Pemerintah, menurut Rinto, dengan gelontoran dana yang besar tersebut harus memastikan bahwa setiap kebijakan memiliki dasar yang kokoh dan independensi ke depan untuk menopang keberlanjutannya. Keseimbangan antara investasi asing, partisipasi masyarakat lokal, dan keberlanjutan lingkungan akan menjadi kunci keberhasilan proyek ini, tanpa meninggalkan tanggung jawab terhadap nilai-nilai Pancasila yang menjadi dasar negara.

“Dalam prinsip kami, keadilan sosial sebagaimana ditegaskan dalam Sila ke-5 Pancasila harus diwujudkan melalui transparansi dan akuntabilitas penuh. Masyarakat berhak tahu sejauh mana anggaran ini berdampak pada kesejahteraan mereka,” imbuhnya.

Rinto menilai, proyek IKN yang terkesan memiliki ketergantungan yang terlalu besar pada inisiatif presiden mencerminkan lemahnya struktur dalam pemerintahan untuk memastikan keberlanjutan kebijakan. Sehingga, megaproyek tersebut seharusnya tidak boleh hanya didorong oleh kepentingan jangka pendek tanpa memikirkan dampak jangka panjang, baik secara ekonomi, sosial, maupun lingkungan.

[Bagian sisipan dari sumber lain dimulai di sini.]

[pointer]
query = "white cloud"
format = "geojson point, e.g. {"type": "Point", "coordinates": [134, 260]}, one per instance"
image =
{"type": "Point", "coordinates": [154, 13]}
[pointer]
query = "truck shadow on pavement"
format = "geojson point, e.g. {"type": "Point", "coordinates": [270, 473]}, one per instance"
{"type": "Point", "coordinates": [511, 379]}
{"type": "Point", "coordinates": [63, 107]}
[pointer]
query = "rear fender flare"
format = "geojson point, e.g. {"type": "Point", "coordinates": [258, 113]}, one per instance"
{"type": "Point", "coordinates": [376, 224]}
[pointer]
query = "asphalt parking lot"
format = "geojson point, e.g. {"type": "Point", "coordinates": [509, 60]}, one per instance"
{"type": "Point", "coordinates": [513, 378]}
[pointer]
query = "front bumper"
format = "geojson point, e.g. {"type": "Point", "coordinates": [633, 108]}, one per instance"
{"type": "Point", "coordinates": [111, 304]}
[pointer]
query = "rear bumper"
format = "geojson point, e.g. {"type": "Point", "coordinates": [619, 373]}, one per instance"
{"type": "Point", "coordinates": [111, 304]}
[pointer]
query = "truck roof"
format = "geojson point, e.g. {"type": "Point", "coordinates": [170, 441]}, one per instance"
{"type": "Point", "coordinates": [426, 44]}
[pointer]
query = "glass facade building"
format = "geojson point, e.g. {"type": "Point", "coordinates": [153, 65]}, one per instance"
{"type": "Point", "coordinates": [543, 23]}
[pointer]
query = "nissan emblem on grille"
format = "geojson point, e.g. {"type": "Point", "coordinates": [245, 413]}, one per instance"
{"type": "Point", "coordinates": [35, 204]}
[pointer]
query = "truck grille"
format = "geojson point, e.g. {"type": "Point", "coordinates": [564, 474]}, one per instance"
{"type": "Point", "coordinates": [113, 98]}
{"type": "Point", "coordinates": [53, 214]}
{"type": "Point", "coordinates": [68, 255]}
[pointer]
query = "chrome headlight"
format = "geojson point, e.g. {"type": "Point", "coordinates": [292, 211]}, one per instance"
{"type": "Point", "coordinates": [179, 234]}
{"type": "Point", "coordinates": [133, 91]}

“Jika proyek ini hanya dirancang untuk mendukung agenda pihak-pihak tertentu, maka nilai-nilai Pancasila akan terkhianati. Sebaliknya, jika direncanakan dengan matang, IKN bisa menjadi wujud nyata keadilan sosial bagi seluruh rakyat Indonesia,” jelasnya.

Rinto menekankan perlunya reformasi tata kelola untuk memastikan proyek IKN tidak kehilangan arah di masa depan. Ia merekomendasikan pembentukan lembaga independen yang bertanggung jawab langsung kepada rakyat untuk memantau jalannya proyek. Selain itu, ia mendorong dialog yang lebih inklusif, melibatkan masyarakat adat, akademisi, dan pengusaha lokal, agar IKN benar-benar mencerminkan aspirasi seluruh rakyat Indonesia.

“Kami percaya, musyawarah yang dipimpin dengan hikmat kebijaksanaan adalah kunci dalam membangun kebijakan besar seperti ini. Dengan mengutamakan keterbukaan dan kolaborasi, kita bisa memastikan bahwa proyek ini bukan hanya sekadar ambisi, tetapi juga warisan nyata bagi generasi mendatang,” tandasnya.

Dengan berbagai tantangan yang dihadapi, keberlanjutan proyek IKN kini berada di persimpangan jalan. Apakah pemerintah mampu menjawab kritik ini dengan langkah nyata, ataukah proyek ini akan menjadi catatan lain dari kegagalan kebijakan besar di Indonesia? Waktu yang akan menjawab.